I have a background in digital marketing and communications, specifically as a content strategist. Out of necessity, I picked up in-depth knowledge on different digital platforms along with some HTML and CSS skills. In the process of launching websites, my work quickly expanded into project management, to get these websites up and running.

It’s been nearly six years since I joined Nuance. I started as part of the Brand + Creative team, where I enhanced my program management skillset. I moved from supporting divisions on their marketing campaigns into transformation initiatives for Nuance’s digital marketing tech stack. My work on transformation initiatives is how I made the leap on the GR&D team in the Chief Technology Officer (CTO) office.

What was your deciding factor in joining the Mentoring Matters program?

I have always been proactive about my career. For a Latina working in the tech industry, there aren’t many role models. I’ve felt that the paths to progressing my career have not always been clear. Plus, it’s easy to get lost in the day-to-day of your role. Mentoring Matters has given me the opportunity to dedicate time to focus on my career and give me more direction.

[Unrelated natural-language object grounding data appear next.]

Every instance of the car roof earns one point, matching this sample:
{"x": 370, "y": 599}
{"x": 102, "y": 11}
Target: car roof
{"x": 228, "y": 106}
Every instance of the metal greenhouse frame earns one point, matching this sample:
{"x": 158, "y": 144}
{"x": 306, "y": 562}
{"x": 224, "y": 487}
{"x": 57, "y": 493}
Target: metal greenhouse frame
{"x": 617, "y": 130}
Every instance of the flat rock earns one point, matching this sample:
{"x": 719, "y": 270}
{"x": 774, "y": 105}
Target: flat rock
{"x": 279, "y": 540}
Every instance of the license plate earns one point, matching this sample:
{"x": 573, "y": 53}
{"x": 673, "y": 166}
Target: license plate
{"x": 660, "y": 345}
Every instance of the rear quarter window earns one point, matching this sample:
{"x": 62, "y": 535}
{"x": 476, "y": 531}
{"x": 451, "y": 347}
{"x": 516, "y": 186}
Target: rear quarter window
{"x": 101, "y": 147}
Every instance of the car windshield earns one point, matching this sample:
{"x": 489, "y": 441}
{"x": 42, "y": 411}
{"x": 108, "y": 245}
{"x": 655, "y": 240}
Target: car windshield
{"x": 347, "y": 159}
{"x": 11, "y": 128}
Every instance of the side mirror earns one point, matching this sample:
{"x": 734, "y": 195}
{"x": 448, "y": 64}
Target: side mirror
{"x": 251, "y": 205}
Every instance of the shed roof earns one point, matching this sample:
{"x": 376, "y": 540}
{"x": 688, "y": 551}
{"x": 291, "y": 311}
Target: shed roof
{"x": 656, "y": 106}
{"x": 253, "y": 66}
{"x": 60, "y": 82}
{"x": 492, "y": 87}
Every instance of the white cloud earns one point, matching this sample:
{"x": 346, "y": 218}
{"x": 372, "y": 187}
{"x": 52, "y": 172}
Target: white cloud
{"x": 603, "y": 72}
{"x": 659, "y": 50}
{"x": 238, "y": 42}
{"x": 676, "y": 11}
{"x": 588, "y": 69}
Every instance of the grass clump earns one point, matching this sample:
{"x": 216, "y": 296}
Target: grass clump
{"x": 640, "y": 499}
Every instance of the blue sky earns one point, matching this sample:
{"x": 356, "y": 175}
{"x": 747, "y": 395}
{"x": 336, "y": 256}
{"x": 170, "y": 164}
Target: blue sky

It’s not always easy to make a conscious effort and deliberate decisions to grow your career. It requires self-reflection on your choices, your goals, and taking some risks. This Teddy Roosevelt quote hits the nail on the head when it comes to my career path and life in general: “Nothing in the world is worth having or worth doing unless it means effort, pain, difficulty.” I can certainly relate!

Working with a mentor has provided me with an outside perspective and the chance to see things through a different lens. It has also provided me with great insights by hearing about Chuck’s unfiltered, direct experiences in his own successes and lessons learned during his career journey.

This is your first time being a mentee in Mentoring Matters. What has your experience been like? What have you learned and how have you applied it to your work and professional life?

I have had a really positive experience being a mentee. I attribute it to how structured the program is in guiding conversations and helping mentees set their goals and expectations. My positive experience is also directly related to having Chuck as a mentor! He is approachable and knowledgeable and offers clear feedback and thoughtful suggestions. It’s been helpful learning about his different approaches to breaking down silos and building alignment with stakeholders.

Joining the Mentoring Matters program, as a mentee, you can feel intimidated to reach out to folks at levels higher up in the organization and essentially say “pick me as a mentee.” One of the big lessons that impacts the outcome of your mentorship, and your career is your willingness to take a chance. As a mentee, you’re taking an active role in your career development. You are also getting invaluable access to someone, outside of your manager, who can give you insights and guidance (picture Luke Skywalker training with Yoda).

What has been your most memorable moment?

Working with Chuck has helped me build my confidence to succeed on stretch goals and initiatives. I’m not a technologist by trade and being a part of the GR&D team in a technology company, I sometimes feel like a fish out of water. That’s okay, because I like to push myself out of my comfort zone and I have a growth mindset, and Chuck has helped me step outside of myself to better understand what I can bring to the table.